2. There are programs out there that will simply not interview TRI applicants. I had one program offer me an interview and, when they realized I was a TRI, rescind it.
That's pretty rough! I'm assuming that this doesn't apply to programs which start in PGY-2 though, right? Also, is a TRI given lower priority than a medicine internship if you're going into a non-surgical residency?
 
...2. There are programs out there that will simply not interview TRI applicants. I had one program offer me an interview and, when they realized I was a TRI, rescind it.

That's just ridiculous. Leave it to AOA programs to think more training is inherently bad.

That's pretty rough! I'm assuming that this doesn't apply to programs which start in PGY-2 though, right? Also, is a TRI given lower priority than a medicine internship if you're going into a non-surgical residency?
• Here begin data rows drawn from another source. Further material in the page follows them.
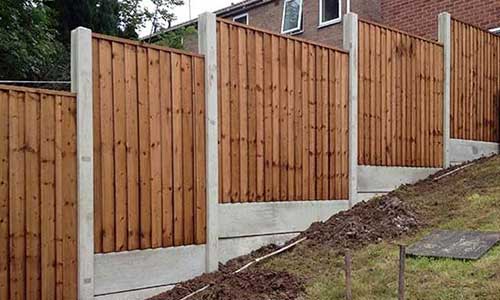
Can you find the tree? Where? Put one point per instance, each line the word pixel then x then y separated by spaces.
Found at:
pixel 29 44
pixel 35 34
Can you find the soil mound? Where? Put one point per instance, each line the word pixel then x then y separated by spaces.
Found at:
pixel 367 222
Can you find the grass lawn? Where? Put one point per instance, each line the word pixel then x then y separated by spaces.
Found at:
pixel 469 199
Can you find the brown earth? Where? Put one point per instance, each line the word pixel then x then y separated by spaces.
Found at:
pixel 382 219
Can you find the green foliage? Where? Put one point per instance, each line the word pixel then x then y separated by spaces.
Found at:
pixel 175 38
pixel 29 45
pixel 35 34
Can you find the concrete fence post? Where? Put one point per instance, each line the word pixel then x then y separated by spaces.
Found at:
pixel 445 39
pixel 81 84
pixel 207 42
pixel 351 43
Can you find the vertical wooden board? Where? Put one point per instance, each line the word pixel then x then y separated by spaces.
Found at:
pixel 97 147
pixel 306 180
pixel 69 194
pixel 132 148
pixel 414 103
pixel 432 105
pixel 404 100
pixel 260 118
pixel 225 116
pixel 324 112
pixel 187 148
pixel 4 194
pixel 268 120
pixel 32 159
pixel 428 107
pixel 312 122
pixel 276 62
pixel 481 82
pixel 361 93
pixel 283 128
pixel 298 114
pixel 235 113
pixel 119 145
pixel 219 110
pixel 166 147
pixel 47 196
pixel 394 98
pixel 334 67
pixel 107 157
pixel 177 149
pixel 290 120
pixel 339 156
pixel 423 115
pixel 252 116
pixel 243 113
pixel 344 94
pixel 372 137
pixel 488 91
pixel 155 146
pixel 200 150
pixel 453 86
pixel 144 149
pixel 59 199
pixel 417 99
pixel 439 112
pixel 463 82
pixel 384 81
pixel 388 98
pixel 17 199
pixel 367 97
pixel 313 102
pixel 378 98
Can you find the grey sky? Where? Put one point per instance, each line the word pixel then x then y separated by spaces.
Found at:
pixel 197 7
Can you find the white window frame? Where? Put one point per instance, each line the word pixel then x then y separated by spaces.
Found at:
pixel 329 22
pixel 299 25
pixel 495 30
pixel 241 16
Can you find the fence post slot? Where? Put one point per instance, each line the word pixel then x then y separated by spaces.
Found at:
pixel 81 83
pixel 445 39
pixel 207 42
pixel 351 42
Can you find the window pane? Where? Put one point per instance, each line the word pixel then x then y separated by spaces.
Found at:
pixel 292 15
pixel 330 10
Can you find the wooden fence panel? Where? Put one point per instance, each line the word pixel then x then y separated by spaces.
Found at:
pixel 475 83
pixel 38 209
pixel 400 98
pixel 149 146
pixel 283 116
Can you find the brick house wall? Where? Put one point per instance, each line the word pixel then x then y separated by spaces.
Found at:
pixel 420 16
pixel 415 16
pixel 269 17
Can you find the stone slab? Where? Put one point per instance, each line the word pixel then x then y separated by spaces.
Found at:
pixel 471 245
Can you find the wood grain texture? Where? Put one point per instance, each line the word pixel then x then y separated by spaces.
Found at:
pixel 37 233
pixel 149 144
pixel 475 90
pixel 280 127
pixel 400 85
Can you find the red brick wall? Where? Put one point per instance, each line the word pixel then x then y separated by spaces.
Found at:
pixel 420 16
pixel 269 17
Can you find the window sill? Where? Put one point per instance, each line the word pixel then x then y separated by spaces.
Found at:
pixel 296 32
pixel 330 23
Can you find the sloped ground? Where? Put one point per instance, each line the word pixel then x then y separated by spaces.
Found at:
pixel 468 199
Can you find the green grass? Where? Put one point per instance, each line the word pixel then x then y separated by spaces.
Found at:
pixel 469 200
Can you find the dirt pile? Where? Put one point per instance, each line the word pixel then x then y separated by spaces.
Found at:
pixel 366 223
pixel 250 284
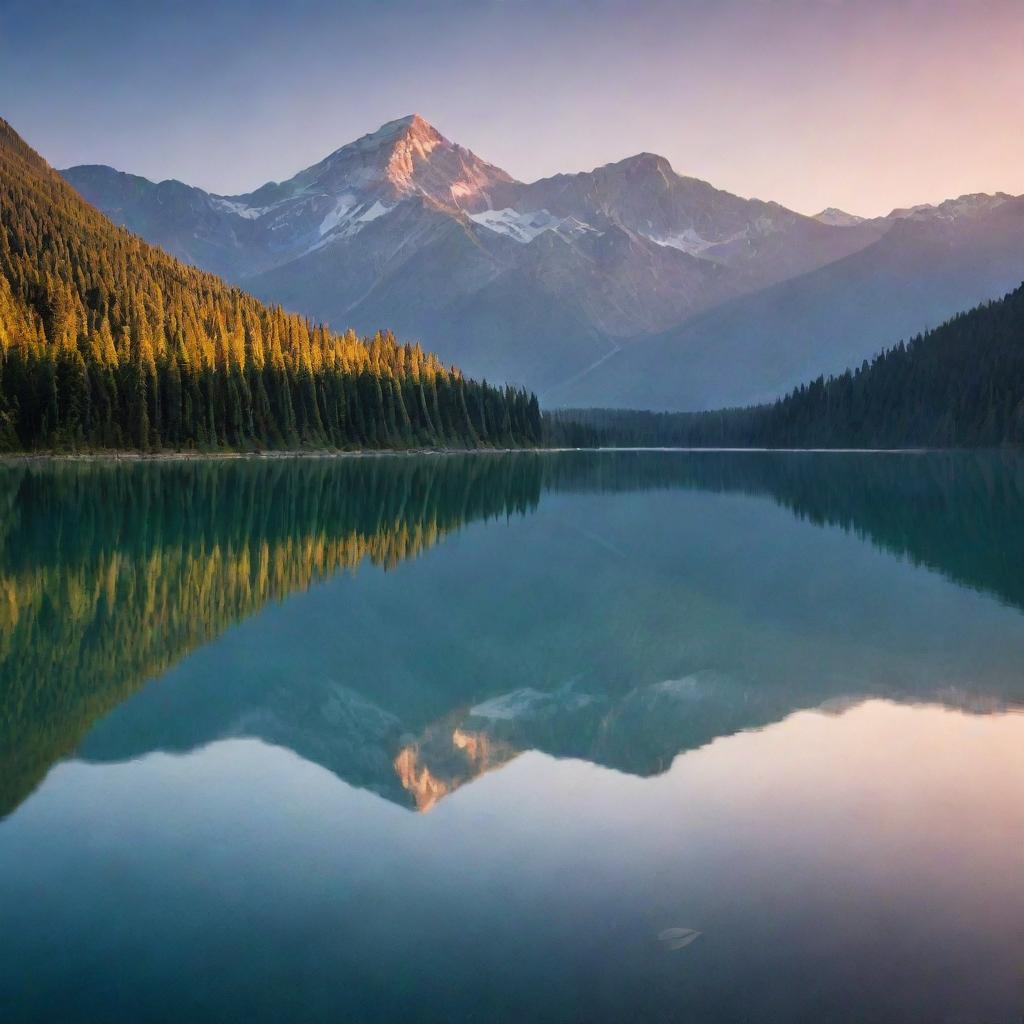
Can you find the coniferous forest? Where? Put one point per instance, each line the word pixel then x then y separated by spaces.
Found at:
pixel 107 342
pixel 961 385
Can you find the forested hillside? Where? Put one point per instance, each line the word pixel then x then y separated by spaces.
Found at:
pixel 108 342
pixel 960 385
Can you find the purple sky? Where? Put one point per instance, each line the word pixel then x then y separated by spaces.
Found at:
pixel 865 104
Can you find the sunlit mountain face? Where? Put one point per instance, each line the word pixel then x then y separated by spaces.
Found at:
pixel 505 603
pixel 632 285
As far as I know, you for the most part apply for PGY2 positions the year before (i.e. before intern year). The only real exemption to this is Derm.
 
That's pretty rough! I'm assuming that this doesn't apply to programs which start in PGY-2 though, right? Also, is a TRI given lower priority than a medicine internship if you're going into a non-surgical residency?
On the AOA side, it doesn't matter since there is no prelim medicine or prelim surgery residencies. The only non-categorical internship is the TRI. How it compares to the ACGME side? I honestly don't know.
 
That's just ridiculous. Leave it to AOA programs to think more training is inherently bad.
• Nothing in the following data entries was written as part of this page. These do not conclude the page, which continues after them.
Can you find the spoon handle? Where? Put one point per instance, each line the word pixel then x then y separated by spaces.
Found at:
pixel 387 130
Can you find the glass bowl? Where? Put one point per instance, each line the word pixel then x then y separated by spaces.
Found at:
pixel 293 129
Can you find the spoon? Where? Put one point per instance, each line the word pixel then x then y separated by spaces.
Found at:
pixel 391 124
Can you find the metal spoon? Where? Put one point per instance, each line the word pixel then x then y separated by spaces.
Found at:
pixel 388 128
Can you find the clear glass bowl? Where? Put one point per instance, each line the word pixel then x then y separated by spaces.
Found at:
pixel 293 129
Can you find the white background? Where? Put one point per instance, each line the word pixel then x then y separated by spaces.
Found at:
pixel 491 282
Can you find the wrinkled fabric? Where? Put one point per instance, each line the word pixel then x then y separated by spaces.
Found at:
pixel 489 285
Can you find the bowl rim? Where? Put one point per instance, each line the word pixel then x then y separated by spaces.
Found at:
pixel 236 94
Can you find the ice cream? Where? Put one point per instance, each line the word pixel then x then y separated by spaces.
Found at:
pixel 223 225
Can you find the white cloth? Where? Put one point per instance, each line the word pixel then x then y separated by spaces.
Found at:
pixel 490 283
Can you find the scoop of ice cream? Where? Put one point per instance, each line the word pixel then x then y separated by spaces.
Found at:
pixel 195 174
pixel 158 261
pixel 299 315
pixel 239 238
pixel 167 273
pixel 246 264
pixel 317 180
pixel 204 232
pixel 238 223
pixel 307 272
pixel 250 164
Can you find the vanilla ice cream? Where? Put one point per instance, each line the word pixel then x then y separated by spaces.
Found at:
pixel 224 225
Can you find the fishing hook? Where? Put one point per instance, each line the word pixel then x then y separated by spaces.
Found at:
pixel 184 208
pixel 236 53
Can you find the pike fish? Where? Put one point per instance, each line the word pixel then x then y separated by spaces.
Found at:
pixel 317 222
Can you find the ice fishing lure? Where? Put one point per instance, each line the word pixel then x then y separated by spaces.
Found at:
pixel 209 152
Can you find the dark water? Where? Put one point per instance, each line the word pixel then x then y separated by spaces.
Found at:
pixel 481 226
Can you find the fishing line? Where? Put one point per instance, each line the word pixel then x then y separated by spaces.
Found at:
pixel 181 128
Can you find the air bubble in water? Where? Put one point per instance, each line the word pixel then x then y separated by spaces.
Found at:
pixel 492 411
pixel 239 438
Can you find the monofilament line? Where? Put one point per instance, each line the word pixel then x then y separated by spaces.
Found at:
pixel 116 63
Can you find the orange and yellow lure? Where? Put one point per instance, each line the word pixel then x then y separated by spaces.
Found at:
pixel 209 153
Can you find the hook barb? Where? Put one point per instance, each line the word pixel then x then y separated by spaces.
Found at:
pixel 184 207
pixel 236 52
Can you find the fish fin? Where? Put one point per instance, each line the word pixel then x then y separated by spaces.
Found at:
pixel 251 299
They blamed "funding issues." That said, there are plenty of terrible terrible TRI residencies out there (as a med student I heard the program director of a TRI and a community based FM program tell his interns that he "doesn't want them to think, just do what he tells them to do"). I can see the hesitancy for accepting someone who has a TRI over a fresh med school grad if you aren't sure how much you're going to have to retrain your new intern.